KOMPLO teorilerini çok seven bir toplum olduğumuz için, Antalya’daki fotoğrafları ve haber filmlerini izlerken hepimizin aklına aynı şey geldi: Birileri düğmeye mi bastı? Yine 12 Eylül öncesine mi döneceğiz? Bunun ardında askeri darbe tezgáhlayanlar mı var?

Kuşkusuz, bu tür bir provokasyonun yapılmasının ardında böyle niyetler olabilir.

"Paranoyak olman, takip edilmediğin anlamına gelmez", bunu unutmayalım.

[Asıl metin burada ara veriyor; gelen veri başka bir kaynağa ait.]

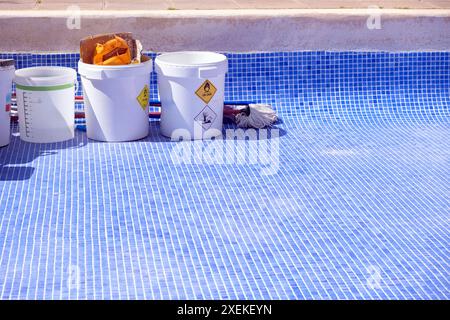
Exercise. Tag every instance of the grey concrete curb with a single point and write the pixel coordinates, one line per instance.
(233, 30)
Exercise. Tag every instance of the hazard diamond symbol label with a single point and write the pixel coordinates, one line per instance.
(206, 117)
(143, 97)
(206, 91)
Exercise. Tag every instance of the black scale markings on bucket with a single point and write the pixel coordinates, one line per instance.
(26, 111)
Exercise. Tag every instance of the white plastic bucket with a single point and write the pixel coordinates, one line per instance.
(191, 87)
(6, 77)
(116, 100)
(45, 103)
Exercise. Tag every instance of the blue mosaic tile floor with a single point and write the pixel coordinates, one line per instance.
(347, 198)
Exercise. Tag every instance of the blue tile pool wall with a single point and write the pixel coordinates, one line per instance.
(353, 85)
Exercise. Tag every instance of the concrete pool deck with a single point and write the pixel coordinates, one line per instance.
(223, 4)
(233, 30)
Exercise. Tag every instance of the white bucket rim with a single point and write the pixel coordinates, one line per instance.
(34, 76)
(163, 58)
(92, 71)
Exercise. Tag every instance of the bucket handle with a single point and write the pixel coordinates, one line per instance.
(207, 72)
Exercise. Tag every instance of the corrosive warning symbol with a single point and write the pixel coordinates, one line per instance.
(206, 117)
(206, 91)
(143, 97)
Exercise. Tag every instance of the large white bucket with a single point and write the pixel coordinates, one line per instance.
(46, 103)
(116, 100)
(6, 77)
(191, 87)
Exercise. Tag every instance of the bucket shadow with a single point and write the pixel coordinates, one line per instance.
(15, 158)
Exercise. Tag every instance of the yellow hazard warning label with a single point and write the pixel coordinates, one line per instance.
(143, 97)
(206, 91)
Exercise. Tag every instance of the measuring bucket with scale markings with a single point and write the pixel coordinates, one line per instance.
(6, 76)
(45, 103)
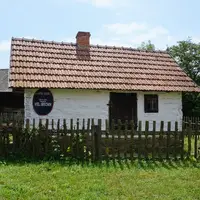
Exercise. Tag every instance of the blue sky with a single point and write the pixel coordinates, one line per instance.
(110, 22)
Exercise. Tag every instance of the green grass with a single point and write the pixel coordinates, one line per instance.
(147, 180)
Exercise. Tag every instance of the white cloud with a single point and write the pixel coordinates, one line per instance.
(134, 33)
(105, 3)
(123, 29)
(196, 39)
(131, 35)
(151, 34)
(4, 45)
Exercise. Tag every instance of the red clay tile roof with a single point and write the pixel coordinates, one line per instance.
(38, 64)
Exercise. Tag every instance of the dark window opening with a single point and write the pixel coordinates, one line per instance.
(123, 106)
(150, 103)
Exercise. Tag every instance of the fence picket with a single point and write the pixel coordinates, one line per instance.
(120, 142)
(168, 139)
(71, 149)
(175, 140)
(161, 140)
(125, 138)
(132, 140)
(113, 140)
(146, 139)
(139, 139)
(82, 141)
(154, 140)
(92, 138)
(87, 140)
(189, 138)
(196, 140)
(77, 140)
(119, 138)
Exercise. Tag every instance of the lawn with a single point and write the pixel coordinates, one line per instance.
(45, 180)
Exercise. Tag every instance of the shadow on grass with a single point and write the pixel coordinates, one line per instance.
(108, 163)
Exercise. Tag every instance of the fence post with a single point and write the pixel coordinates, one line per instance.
(119, 126)
(113, 139)
(154, 140)
(97, 141)
(175, 140)
(139, 139)
(161, 139)
(92, 139)
(189, 139)
(125, 139)
(72, 138)
(183, 138)
(196, 139)
(132, 140)
(168, 139)
(146, 139)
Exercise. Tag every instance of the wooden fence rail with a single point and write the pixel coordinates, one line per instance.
(90, 143)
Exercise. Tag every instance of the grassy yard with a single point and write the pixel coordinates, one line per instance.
(121, 181)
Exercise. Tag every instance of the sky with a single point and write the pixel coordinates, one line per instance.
(111, 22)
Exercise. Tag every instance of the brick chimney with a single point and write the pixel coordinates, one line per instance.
(83, 39)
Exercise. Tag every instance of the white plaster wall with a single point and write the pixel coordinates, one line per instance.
(82, 104)
(170, 109)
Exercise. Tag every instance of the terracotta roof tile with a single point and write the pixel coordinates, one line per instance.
(35, 64)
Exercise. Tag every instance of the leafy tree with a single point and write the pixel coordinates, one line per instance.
(187, 55)
(148, 46)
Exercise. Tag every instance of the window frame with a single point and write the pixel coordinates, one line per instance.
(151, 97)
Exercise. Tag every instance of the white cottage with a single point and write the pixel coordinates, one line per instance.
(67, 80)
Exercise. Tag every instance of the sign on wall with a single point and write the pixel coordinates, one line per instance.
(43, 101)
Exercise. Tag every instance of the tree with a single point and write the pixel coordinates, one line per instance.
(148, 46)
(187, 55)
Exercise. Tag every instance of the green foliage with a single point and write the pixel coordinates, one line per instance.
(187, 55)
(140, 180)
(147, 46)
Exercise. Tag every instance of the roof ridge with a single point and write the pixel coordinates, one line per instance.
(91, 45)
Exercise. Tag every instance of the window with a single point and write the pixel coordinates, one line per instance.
(150, 103)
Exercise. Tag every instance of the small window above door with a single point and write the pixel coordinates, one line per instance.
(151, 103)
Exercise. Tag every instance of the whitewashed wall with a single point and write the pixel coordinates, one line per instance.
(84, 104)
(170, 109)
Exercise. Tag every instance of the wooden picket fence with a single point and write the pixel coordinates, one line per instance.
(90, 143)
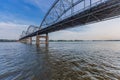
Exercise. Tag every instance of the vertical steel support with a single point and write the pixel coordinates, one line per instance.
(47, 39)
(37, 40)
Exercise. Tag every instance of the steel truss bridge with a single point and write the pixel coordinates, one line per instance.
(65, 14)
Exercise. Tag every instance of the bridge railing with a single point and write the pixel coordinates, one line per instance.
(61, 10)
(70, 11)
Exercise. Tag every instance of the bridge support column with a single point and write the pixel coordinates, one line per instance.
(38, 42)
(47, 39)
(30, 40)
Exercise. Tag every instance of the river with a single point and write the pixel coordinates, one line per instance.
(99, 60)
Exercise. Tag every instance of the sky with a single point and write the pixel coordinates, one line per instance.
(17, 15)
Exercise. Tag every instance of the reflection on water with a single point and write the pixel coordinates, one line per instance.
(60, 61)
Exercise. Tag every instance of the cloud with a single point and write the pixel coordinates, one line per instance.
(10, 30)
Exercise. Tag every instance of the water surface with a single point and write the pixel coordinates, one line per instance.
(60, 61)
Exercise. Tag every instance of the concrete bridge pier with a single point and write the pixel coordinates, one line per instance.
(30, 40)
(39, 37)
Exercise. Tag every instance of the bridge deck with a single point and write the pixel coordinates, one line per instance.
(103, 11)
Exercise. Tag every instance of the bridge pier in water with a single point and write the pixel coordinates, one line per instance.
(38, 40)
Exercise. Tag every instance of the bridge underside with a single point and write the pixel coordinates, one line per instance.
(103, 11)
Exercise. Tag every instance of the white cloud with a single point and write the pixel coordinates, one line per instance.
(11, 30)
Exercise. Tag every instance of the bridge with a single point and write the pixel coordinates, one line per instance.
(65, 14)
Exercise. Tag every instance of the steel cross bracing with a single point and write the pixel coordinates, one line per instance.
(68, 13)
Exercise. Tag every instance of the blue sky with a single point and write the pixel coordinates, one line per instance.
(17, 15)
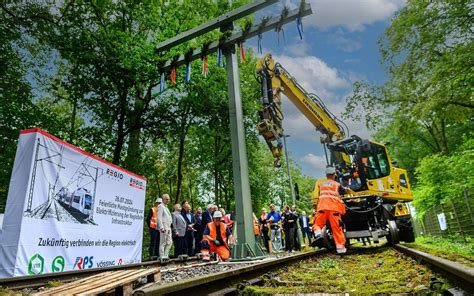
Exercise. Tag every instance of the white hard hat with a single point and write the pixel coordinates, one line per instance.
(330, 171)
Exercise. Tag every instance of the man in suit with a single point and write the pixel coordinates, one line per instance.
(207, 216)
(154, 249)
(305, 226)
(179, 231)
(189, 236)
(163, 218)
(199, 227)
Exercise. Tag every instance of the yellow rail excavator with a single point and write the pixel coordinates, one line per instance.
(376, 190)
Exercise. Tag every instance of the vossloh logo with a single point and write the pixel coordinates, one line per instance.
(58, 264)
(106, 263)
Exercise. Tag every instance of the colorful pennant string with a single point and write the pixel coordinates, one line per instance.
(299, 26)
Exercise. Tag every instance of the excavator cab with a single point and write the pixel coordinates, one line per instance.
(377, 191)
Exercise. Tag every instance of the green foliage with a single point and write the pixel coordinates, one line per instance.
(426, 108)
(441, 177)
(366, 271)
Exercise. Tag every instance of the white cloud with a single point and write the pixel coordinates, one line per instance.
(344, 43)
(351, 14)
(316, 162)
(298, 49)
(330, 84)
(314, 74)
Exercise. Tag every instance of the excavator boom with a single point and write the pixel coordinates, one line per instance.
(376, 190)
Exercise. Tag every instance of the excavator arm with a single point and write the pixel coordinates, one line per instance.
(275, 81)
(363, 166)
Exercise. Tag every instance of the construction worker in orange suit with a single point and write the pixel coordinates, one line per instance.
(215, 238)
(330, 207)
(154, 249)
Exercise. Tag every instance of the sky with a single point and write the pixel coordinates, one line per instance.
(339, 47)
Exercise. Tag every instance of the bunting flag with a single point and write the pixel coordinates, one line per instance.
(188, 71)
(204, 66)
(162, 82)
(219, 57)
(299, 26)
(173, 75)
(242, 52)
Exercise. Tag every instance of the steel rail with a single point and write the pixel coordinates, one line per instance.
(34, 281)
(220, 276)
(458, 270)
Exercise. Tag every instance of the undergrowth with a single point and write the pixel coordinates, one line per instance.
(455, 248)
(366, 270)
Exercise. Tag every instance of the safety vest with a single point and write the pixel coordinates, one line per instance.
(213, 232)
(255, 227)
(153, 217)
(329, 198)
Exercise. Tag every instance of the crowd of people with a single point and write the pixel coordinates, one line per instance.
(190, 232)
(278, 230)
(211, 231)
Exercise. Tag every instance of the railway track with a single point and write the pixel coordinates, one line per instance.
(231, 278)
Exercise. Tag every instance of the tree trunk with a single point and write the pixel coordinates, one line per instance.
(180, 168)
(73, 120)
(120, 127)
(132, 161)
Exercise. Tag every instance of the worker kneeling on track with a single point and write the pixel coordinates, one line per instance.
(330, 207)
(215, 238)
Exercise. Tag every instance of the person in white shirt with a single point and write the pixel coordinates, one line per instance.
(164, 220)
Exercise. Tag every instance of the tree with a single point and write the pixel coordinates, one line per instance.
(426, 105)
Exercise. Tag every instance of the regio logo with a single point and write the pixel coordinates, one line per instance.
(114, 174)
(137, 183)
(36, 264)
(106, 263)
(84, 262)
(58, 264)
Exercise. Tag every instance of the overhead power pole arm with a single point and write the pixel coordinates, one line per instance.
(215, 23)
(272, 24)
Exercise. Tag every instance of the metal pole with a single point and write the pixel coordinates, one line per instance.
(246, 246)
(289, 172)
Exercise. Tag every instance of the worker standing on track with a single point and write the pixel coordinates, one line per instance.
(274, 219)
(215, 238)
(154, 249)
(164, 220)
(330, 207)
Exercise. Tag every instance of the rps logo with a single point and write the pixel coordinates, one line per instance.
(84, 262)
(114, 174)
(137, 183)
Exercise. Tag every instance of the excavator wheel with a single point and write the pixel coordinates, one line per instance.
(392, 237)
(406, 231)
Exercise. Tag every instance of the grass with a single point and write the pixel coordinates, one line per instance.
(453, 248)
(365, 270)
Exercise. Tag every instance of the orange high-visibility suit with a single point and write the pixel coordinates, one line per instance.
(330, 207)
(208, 245)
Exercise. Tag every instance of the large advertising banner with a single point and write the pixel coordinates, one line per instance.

Ancak öte yandan bu türden her olayı bir karanlık odağın "provokasyonu" olarak görmek de pek doğru değil.

Pek doğru değil, çünkü bu tür olayları meydana getiren zemini yok edebilmek demokratik sistemin oyuncularının elinde.

Eğer bu yukarıdaki cümleye inanmıyorsanız, zaten yapabileceğiniz bir şey de yok demektir.

O zaman koltuğunuzda rahatça oturup, olacakları beklemeye başlayın.

Birileri, bir yerlerde bir düğmeye bastı diye bu tür olayların olduğuna inananlar, toplumların kendi iç dinamiklerini ihmal ediyorlar.

Bizim ülkemizde de böyle bir "iç dinamik" var ne yazık ki. Antalya’daki olay sadece "bir avuç MHP sempatizanının işi" değil. Olayın bir tarafı daha var ve o tarafta yer alan ile bu tarafta yer alanın bulundukları yeri seçmiş olmaları bir bilinçli kararın eseri değil. Bir çocuğun Fenerbahçeli, ya da Galatasaraylı olması gibi bir durum bu!

Toplumsal kökenleri, ideolojik altyapıları, kültürsüzlükleri, ezberlenmiş doğmalara inançları ve görgüsüzlükleri ile aynı insanlar.

Demokratik tartışma kültüründen nasibini almamış, bundan otuz sene öncesinin kavramlarıyla konuşup, karşı düşüncede olan herkesi "vatan haini" olarak gören insanların çocukları bunlar.

Hep olduğu gibi armut dibine düşüyor ve bu insanları bir kavganın içine çekmek için birilerinin bir yerlerdeki düğmelere basması gerekmiyor.

Açık teşekkür

ERCAN Saatçi’nin isteğiyle, seçtiğim şarkılardan oluşan bir CD yapacağımı yazmış ve sizlerden de "yardım" istemiştim.

Dün sabah itibariyle sizlerden bu konuyla ilgili olarak gelen e-postaların sayısı beş yüzü geçmişti.

Unuttuğum birçok şarkıyı da bu vesileyle hatırladım. Uzun süredir görmediğim arkadaşlarımdan ve hatta kızımın lise arkadaşlarından bile bu sayede haber alabildim.

Sydney’den Chichago’ya; Almati’den Hamburg’a kadar geniş bir coğrafyadaki Türklerden şarkı listeleri aldım.

Ortaya çıkıyor ki benim yaşlarımdaki erkek-kadın herkes aynı şarkılarla sevinmiş; aynı şarkılarla üzülmüş.

"Böyle lüzumsuz işlerle bu köşeyi işgal ettiğim için utanmam gerektiğini" söyleyen okuyucularım da oldu tabii.

Herkese bu ilgi nedeniyle teşekkür ediyorum. Tek tek yanıt yazarak teşekkür etmek isterdim ama o kadar çok mektup var ki.

Gelişmeleri sizlerle paylaşmaya devam edeceğim.